Enforce Complex Passwords
Small businesses love cloud computing due to the financial benefits such services offer. It's effectively wholesale pricing for major computational needs. Customers gain access to services they couldn't afford to buy piecemeal, but this causes problems. Many cloud users don't understand the imperative of avoiding zombie accounts. These members own compromised accounts that give hackers points of ingress into an otherwise secure cloud service.
The most efficient way to prevent zombie accounts is via password protection. A recent experiment revealed that the average password is less than ten characters long. Users also rarely use characters and numbers unless the system dictates that they do so. To secure your cloud service, the most important step is to require complex passwords using a combination of upper and lower case letters, numbers, and characters.
Another way to secure your servers is via encryption. Make certain that all people who sign up for your service understand the importance of such security. Point out that Google requests that their users add encryption to their data. As Google notes, potential hackers have no way to view the contents of encrypted data. Anything transmitted in an unsecured fashion, on the other hand, is susceptible to outside observation.
People smart enough to use cloud services are also intelligent enough to understand a situation so obvious. The difference between unencrypted and encrypted data is the difference between potential robbery and a locked door. As with a regular home, that extra bit of security is ordinarily enough to dissuade potential criminals.
Encourage Smart Choices
Clients will use multiple cloud services. They need tutelage to understand that simply by utilizing a less reputable entity, they're endangering themselves as well as the other businesses they frequent. That's because a hacker will oftentimes gain access to all their other passwords the instant they gain control of an account. That's one of the underlying dangers of zombie accounts.
For this reason, each cloud service needs to understand its own vulnerabilities, many of which customers cause themselves. The best way to do this is by using a cloud-based security system. A reputable product like Skyhigh Threat Protection provides notifications when a user account behaves in an unusual way, thereby hinting that it's compromised.
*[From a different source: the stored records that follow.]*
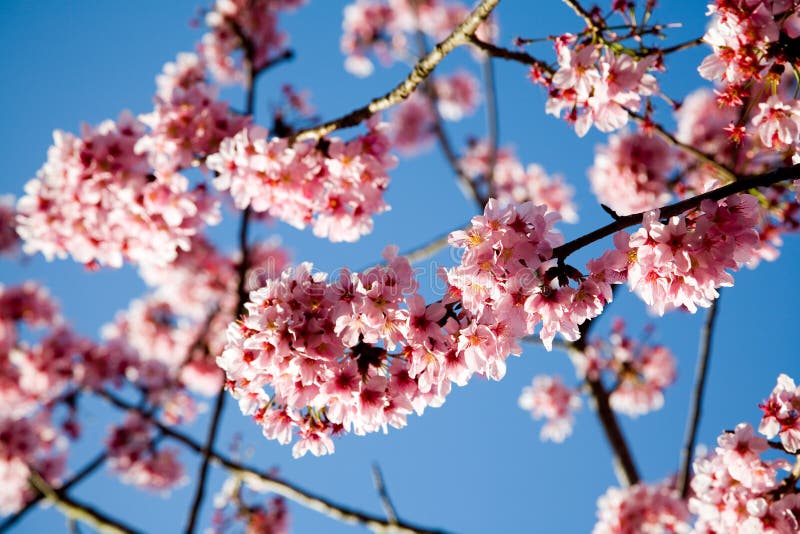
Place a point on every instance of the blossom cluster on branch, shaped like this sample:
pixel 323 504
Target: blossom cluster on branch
pixel 311 356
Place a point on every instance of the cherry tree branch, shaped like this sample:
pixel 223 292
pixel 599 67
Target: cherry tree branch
pixel 492 121
pixel 625 221
pixel 582 13
pixel 418 75
pixel 527 59
pixel 468 186
pixel 701 156
pixel 84 472
pixel 383 494
pixel 624 465
pixel 77 510
pixel 695 409
pixel 241 293
pixel 276 485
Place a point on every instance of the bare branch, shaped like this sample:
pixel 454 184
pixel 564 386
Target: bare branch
pixel 87 470
pixel 383 494
pixel 76 510
pixel 695 409
pixel 241 293
pixel 278 486
pixel 625 221
pixel 582 13
pixel 418 74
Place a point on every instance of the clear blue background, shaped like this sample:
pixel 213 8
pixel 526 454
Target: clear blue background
pixel 476 464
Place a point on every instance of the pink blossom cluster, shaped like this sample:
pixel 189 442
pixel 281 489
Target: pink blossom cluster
pixel 170 348
pixel 640 372
pixel 735 490
pixel 132 454
pixel 682 262
pixel 513 182
pixel 8 234
pixel 383 28
pixel 550 399
pixel 361 353
pixel 232 506
pixel 507 274
pixel 631 173
pixel 703 124
pixel 27 445
pixel 782 414
pixel 323 348
pixel 745 37
pixel 751 52
pixel 413 123
pixel 254 21
pixel 500 279
pixel 595 85
pixel 31 373
pixel 650 508
pixel 188 122
pixel 95 199
pixel 336 186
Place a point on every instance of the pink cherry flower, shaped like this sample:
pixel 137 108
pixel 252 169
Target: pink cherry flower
pixel 550 399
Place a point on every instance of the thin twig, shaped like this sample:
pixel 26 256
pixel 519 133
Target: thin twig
pixel 721 169
pixel 418 74
pixel 241 292
pixel 511 55
pixel 76 510
pixel 276 485
pixel 468 186
pixel 695 409
pixel 625 221
pixel 582 13
pixel 527 59
pixel 492 122
pixel 624 465
pixel 383 494
pixel 84 472
pixel 681 46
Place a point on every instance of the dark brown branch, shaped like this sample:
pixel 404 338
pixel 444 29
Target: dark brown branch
pixel 695 409
pixel 626 221
pixel 726 173
pixel 241 292
pixel 582 13
pixel 278 486
pixel 527 59
pixel 77 510
pixel 492 122
pixel 512 55
pixel 624 465
pixel 418 75
pixel 84 472
pixel 679 47
pixel 383 494
pixel 468 186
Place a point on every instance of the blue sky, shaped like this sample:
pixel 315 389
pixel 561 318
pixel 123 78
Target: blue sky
pixel 476 464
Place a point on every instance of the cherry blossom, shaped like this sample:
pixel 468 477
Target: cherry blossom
pixel 631 173
pixel 655 508
pixel 549 398
pixel 336 189
pixel 232 21
pixel 95 200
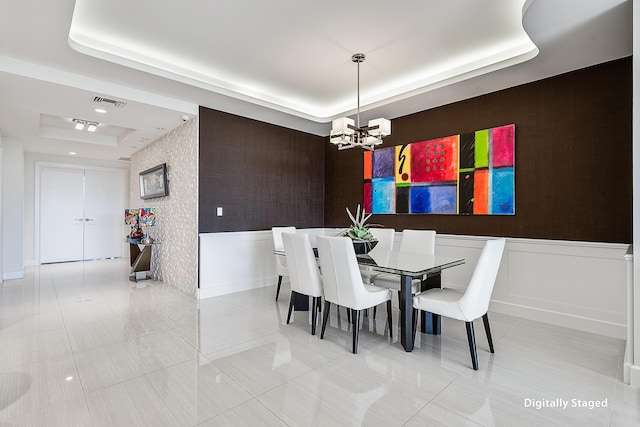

This sort of real-time alert is oftentimes the difference between a minor irritation that requires upgraded security measures versus a devastating computer attack. The latter scenario can cost lots of money, a great deal of resources, and many man-hours to resolve. People who use preventive cloud security services save themselves money in the long run.
Compromised cloud accounts are problematic. You can take steps to prevent them or at least lessen their impact, though. Simply follow the three steps above to safeguard your accounts.